In any case, China’s alleged efforts to wield political influence in Australia and elsewhere are but a pale imitation of what the United States has been doing for decades. The reach of its defence establishment, security agencies and other institutions within Australia is hardly denied and seldom questioned
It is difficult to avoid the conclusion that what drives Australia’s megaphone antipathy to the Chinese Government is not so much its commitment to so called liberal values, as it is to America’s continued predominance in the Asia-Pacific region. And this helps explain why Australian criticism of China’s Taiwan policies has become increasingly vitriolic.
Yet, little in China’s stance on Taiwan has changed over the years. Ever since October 1949, Beijing has steadfastly proclaimed that there is but one China, and that Taiwan is part of China. The projection of US military power right across the Pacific rim has been the principal obstacle to the achievement of that goal.
Not surprisingly, US-China tensions over Taiwan have simmered for the best part of seven decades, reaching crisis point on three occasions – in 1955-56, 1958, and 1995-96.
What makes the present situation especially dangerous is the rising level of US military and diplomatic support for Taiwan, which may in turn incline a Taiwanese government to miscalculate and take a more assertive step towards a declaration of independence. Such a step would almost certainly invite Chinese military intervention.
What can the United States and its allies do to resist the “curse of war”? The prevailing orthodoxy in US defence circles is that the flexing of military muscle and expansion of the US military presence is the only path to peace.
A safer and more effective response would be to honour the spirit and letter of the Shanghai communiqué agreed to by China and the United States during Nixon’s historic visit to Beijing In February 1972. The United States acknowledged that all Chinese on either side of the Taiwan Strait maintain there is but one China and that Taiwan is a part of China. It undertook to abide by this position and reaffirmed its support for a peaceful settlement of the Taiwan question by the Chinese themselves.
Translated into the present context, this would mean that the US and its allies, including Australia, would restate their support for the one-China policy and strongly discourage Taiwan from taking any unilateral moves towards independence. For its part, China would be expected to reaffirm its commitment to the peaceful resolution of the Taiwan question.
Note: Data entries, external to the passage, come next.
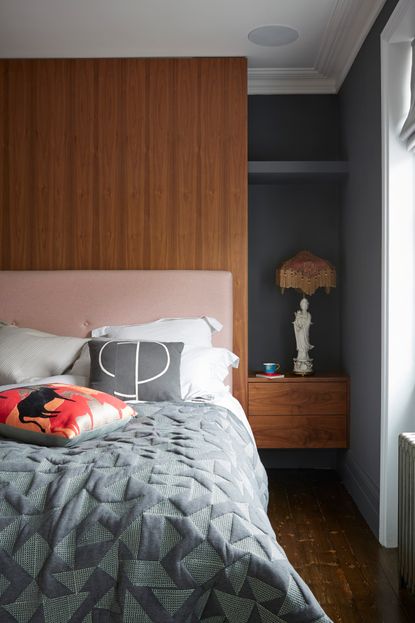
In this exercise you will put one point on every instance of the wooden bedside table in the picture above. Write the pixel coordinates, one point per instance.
(299, 411)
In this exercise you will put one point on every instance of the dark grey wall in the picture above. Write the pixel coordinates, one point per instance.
(288, 217)
(361, 239)
(284, 219)
(293, 127)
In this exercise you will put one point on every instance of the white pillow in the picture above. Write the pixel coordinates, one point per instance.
(203, 369)
(28, 353)
(196, 331)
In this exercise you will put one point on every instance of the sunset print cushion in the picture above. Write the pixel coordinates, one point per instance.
(59, 415)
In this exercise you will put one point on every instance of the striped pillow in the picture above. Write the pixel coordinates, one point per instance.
(27, 354)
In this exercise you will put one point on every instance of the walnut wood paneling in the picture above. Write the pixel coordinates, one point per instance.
(126, 163)
(286, 431)
(299, 412)
(302, 398)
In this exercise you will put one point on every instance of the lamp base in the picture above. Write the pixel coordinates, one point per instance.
(303, 367)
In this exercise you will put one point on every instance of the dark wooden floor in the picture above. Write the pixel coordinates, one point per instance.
(330, 545)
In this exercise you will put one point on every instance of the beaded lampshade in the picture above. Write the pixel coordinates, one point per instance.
(306, 272)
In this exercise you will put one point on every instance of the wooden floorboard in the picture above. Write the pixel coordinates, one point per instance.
(328, 542)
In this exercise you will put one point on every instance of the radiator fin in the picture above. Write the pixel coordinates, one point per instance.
(406, 517)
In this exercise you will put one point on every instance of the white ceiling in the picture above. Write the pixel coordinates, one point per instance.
(331, 33)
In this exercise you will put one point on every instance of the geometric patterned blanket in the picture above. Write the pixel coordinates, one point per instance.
(162, 521)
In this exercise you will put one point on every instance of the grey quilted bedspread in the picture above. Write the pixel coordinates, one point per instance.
(162, 521)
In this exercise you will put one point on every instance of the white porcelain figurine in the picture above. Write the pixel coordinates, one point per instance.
(303, 364)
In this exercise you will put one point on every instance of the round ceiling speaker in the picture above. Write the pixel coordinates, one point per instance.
(273, 35)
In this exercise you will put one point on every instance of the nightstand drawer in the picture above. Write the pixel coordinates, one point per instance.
(299, 431)
(298, 398)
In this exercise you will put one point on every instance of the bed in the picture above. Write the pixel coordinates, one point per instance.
(161, 520)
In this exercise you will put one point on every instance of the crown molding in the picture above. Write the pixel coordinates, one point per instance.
(282, 81)
(347, 28)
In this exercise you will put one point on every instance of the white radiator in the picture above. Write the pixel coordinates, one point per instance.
(406, 518)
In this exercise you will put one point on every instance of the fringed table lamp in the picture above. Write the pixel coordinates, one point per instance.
(306, 273)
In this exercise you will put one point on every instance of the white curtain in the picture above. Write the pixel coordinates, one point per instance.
(408, 131)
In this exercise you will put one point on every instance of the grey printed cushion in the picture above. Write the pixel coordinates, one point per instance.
(27, 354)
(133, 370)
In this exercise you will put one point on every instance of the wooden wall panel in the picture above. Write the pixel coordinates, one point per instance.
(126, 163)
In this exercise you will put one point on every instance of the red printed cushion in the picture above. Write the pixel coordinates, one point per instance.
(59, 415)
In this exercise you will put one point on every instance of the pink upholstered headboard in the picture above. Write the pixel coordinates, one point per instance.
(72, 302)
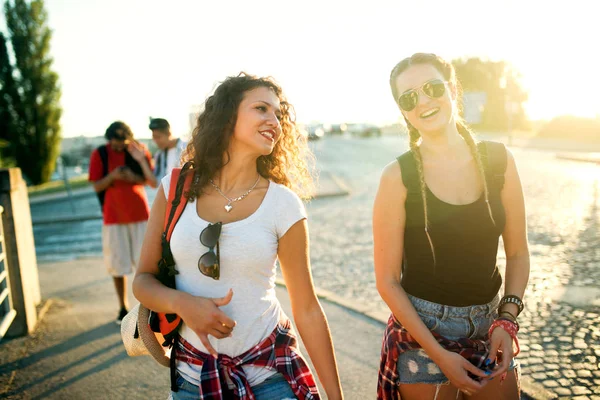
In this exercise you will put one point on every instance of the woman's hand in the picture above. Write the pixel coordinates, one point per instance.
(501, 341)
(204, 317)
(456, 369)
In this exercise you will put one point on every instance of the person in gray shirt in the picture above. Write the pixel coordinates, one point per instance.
(169, 147)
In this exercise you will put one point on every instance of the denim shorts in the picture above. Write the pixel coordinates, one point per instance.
(273, 388)
(454, 323)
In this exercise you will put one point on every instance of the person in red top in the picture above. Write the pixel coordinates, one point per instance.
(125, 207)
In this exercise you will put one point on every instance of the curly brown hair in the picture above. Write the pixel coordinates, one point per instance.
(289, 162)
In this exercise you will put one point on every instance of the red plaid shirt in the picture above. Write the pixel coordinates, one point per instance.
(278, 352)
(396, 340)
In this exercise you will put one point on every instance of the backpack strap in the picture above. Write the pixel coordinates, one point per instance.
(494, 159)
(168, 324)
(175, 206)
(103, 152)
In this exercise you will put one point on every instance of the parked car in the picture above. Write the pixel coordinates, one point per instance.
(336, 129)
(364, 130)
(312, 131)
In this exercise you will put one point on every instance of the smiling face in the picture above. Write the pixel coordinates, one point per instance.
(257, 127)
(430, 114)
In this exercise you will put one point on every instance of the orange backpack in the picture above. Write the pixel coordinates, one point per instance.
(168, 324)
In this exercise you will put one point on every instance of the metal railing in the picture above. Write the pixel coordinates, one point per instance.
(7, 312)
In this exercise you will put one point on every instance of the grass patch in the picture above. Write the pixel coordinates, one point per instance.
(58, 186)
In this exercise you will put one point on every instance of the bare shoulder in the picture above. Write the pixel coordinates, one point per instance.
(391, 183)
(392, 174)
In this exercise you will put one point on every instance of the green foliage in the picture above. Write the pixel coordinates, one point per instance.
(29, 91)
(501, 84)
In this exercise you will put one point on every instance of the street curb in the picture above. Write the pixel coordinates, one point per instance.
(529, 388)
(534, 390)
(44, 309)
(586, 157)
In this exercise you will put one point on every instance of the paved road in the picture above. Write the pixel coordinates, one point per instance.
(561, 324)
(77, 353)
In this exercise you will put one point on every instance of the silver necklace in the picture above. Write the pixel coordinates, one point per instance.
(230, 201)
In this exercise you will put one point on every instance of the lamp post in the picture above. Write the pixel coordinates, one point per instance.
(508, 106)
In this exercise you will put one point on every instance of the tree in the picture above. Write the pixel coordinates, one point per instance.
(30, 92)
(500, 82)
(6, 116)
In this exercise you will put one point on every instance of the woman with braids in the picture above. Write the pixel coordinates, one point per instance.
(243, 214)
(438, 215)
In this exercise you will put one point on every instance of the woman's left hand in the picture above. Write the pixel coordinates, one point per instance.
(501, 341)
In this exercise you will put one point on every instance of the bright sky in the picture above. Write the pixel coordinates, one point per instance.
(129, 59)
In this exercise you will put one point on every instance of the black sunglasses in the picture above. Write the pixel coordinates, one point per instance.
(209, 263)
(433, 89)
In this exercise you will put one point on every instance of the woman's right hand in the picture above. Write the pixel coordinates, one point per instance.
(455, 367)
(204, 317)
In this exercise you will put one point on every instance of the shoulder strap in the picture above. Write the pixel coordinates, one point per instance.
(410, 175)
(494, 158)
(103, 152)
(181, 181)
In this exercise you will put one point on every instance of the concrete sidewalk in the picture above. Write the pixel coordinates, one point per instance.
(76, 352)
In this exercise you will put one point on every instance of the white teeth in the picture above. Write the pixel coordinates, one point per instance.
(429, 113)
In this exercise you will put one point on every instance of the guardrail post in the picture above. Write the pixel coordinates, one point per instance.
(20, 252)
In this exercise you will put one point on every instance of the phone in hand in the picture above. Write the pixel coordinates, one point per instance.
(485, 368)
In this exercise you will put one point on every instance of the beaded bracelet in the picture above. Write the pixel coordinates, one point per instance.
(512, 299)
(514, 318)
(510, 320)
(510, 327)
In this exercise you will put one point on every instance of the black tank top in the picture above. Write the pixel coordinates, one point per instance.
(464, 238)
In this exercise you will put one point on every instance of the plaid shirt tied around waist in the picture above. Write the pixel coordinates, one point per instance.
(277, 351)
(397, 340)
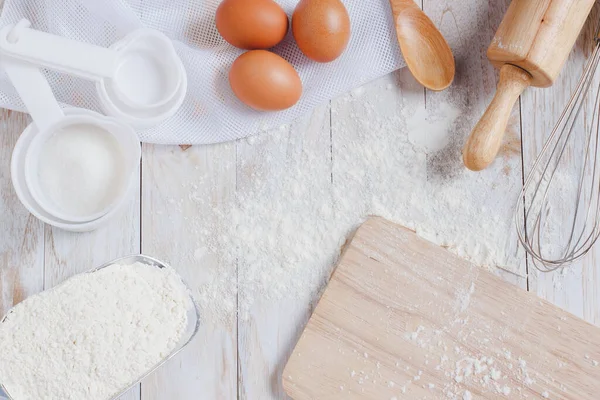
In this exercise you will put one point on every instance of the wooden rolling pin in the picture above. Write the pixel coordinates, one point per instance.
(531, 45)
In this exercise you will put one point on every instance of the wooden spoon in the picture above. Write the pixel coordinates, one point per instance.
(425, 50)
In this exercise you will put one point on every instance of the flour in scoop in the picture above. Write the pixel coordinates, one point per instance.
(94, 335)
(81, 170)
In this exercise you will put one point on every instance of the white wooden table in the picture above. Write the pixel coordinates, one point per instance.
(244, 358)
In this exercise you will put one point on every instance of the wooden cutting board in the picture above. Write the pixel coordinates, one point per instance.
(405, 319)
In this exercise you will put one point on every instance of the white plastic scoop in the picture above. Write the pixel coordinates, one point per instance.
(140, 78)
(50, 121)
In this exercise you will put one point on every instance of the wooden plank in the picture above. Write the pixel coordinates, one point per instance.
(182, 194)
(469, 27)
(377, 334)
(268, 331)
(576, 288)
(22, 235)
(68, 253)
In addition, Australia, together with ASEAN or particular middle powers in the region, notably Indonesia and Malaysia, could convene regional discussions that include China to explore confidence-building measures, including active collaboration on climate change, the Covid pandemic, and other transnational challenges to security. Over time, these efforts could pave the way for concrete steps towards regional demilitarisation.
This is the only sane response to our current predicament. Sadly, it is not the path that those who presently navigate the ship of state will wish to follow. If there is to be movement in this direction, it will not come from political parties, at least not in the first instance.
It can come only from a reinvigorated civic engagement. This means a wide-ranging, well organised and sustained intervention into the national conversation by thoughtful, well informed citizens, using all the personal and collective channels at their disposal.